Discontinuous Innovation Examples, Definition, Benefits and Risks

20 min read

Innovation serves as the bedrock for growth and adaptability. Innovation Entrepreneurs, as they explore various types of innovation to meet their objectives, must adeptly navigate the complexities of discontinuous innovation. This intricate process is instrumental in shaping a well-defined innovation strategy that becomes a cornerstone for sustained success.

Discontinuous innovation represents a radical departure from established norms, introducing transformative changes that have the potential to reshape entire industries. While continuous innovation serves to sustain and refine, discontinuous innovation operates on a different scale, reshaping industries and introducing significant shifts in a shorter timeframe. A well-balanced approach often incorporates both strategies, adapting to market dynamics and aligning with specific business goals.

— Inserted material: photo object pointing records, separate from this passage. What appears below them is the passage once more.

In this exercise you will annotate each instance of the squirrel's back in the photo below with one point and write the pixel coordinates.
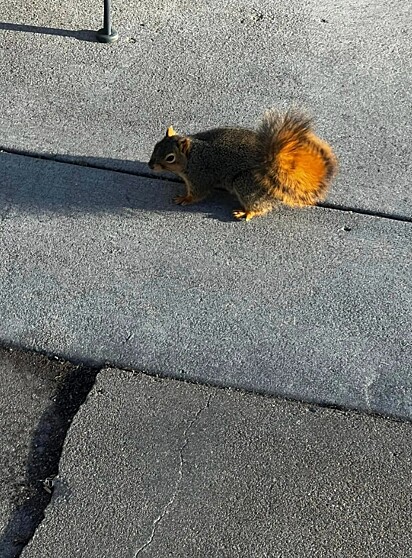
(294, 165)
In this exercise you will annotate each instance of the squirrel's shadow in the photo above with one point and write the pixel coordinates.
(65, 184)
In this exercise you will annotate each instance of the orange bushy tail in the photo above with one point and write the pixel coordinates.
(294, 165)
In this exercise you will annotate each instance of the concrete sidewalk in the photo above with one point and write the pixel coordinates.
(157, 467)
(98, 266)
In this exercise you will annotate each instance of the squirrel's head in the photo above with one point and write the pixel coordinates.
(170, 153)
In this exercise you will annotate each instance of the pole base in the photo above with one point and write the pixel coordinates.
(103, 37)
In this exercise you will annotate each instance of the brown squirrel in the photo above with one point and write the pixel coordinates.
(282, 161)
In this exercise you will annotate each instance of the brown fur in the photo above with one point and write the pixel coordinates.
(283, 161)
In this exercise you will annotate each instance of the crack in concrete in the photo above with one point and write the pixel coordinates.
(172, 499)
(72, 384)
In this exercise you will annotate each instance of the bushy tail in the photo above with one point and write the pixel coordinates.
(294, 165)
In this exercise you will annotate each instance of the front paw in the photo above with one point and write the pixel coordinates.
(183, 200)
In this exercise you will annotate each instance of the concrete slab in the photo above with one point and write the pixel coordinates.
(311, 304)
(162, 468)
(37, 404)
(198, 65)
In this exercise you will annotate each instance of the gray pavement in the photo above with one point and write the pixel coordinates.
(215, 63)
(39, 397)
(157, 468)
(99, 267)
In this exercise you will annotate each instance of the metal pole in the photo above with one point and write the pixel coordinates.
(107, 34)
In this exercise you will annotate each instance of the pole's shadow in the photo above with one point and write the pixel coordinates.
(82, 35)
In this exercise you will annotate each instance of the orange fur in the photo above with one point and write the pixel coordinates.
(298, 166)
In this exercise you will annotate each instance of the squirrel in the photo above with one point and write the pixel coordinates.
(283, 161)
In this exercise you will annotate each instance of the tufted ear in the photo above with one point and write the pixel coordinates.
(184, 145)
(170, 132)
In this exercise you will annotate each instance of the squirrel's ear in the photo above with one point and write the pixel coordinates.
(184, 144)
(170, 132)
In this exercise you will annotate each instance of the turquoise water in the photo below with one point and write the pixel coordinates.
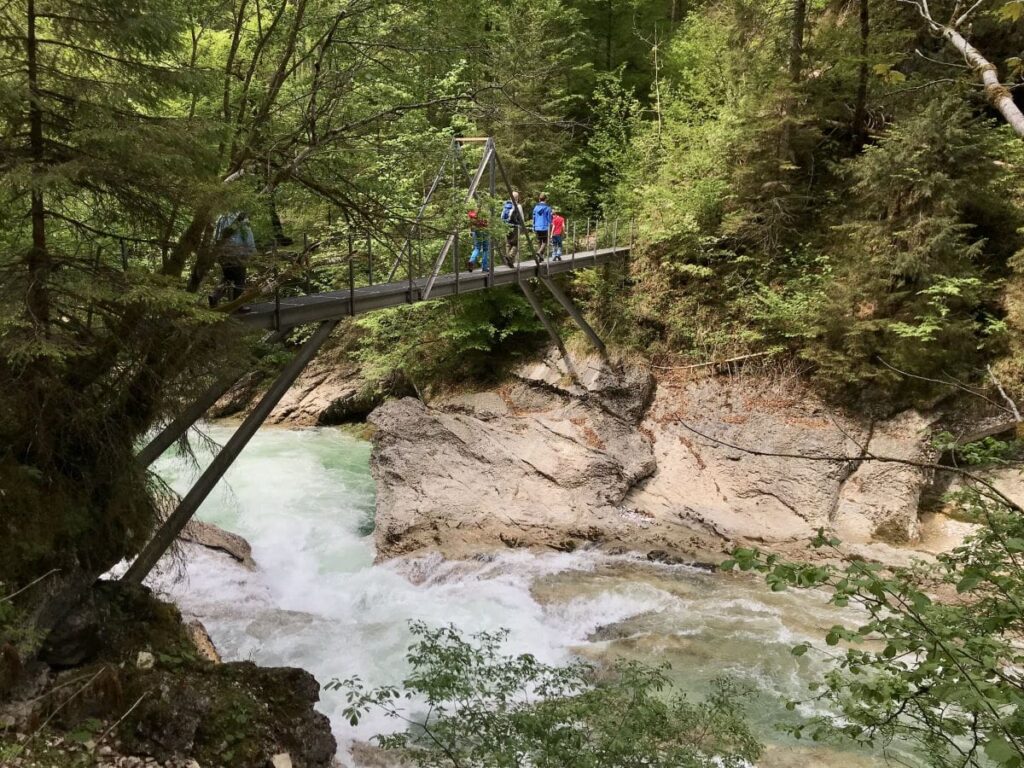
(304, 499)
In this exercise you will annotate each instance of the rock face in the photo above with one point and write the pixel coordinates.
(531, 465)
(231, 714)
(881, 500)
(330, 391)
(690, 470)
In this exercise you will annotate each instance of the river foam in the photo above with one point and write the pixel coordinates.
(303, 499)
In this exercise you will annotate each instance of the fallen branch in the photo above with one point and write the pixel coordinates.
(1013, 406)
(713, 363)
(996, 93)
(120, 720)
(30, 585)
(867, 457)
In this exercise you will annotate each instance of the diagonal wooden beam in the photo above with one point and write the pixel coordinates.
(172, 526)
(550, 328)
(577, 315)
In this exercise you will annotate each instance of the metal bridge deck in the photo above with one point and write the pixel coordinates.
(336, 304)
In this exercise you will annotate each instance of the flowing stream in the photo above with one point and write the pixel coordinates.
(304, 499)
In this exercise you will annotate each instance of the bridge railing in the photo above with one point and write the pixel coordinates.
(352, 258)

For organizations traversing the dynamic landscape of continuous and discontinuous innovation, Innovation consulting proves to be indispensable. At Digital Leadership, we provide strategic guidance through our Innovation consulting services, facilitating continuous improvements by identifying market trends and effectively managing associated risks. Our Innovation Blueprint service serves as the inaugural phase, conducting a meticulous assessment of existing innovation practices and seamlessly integrating them into the overarching business strategy.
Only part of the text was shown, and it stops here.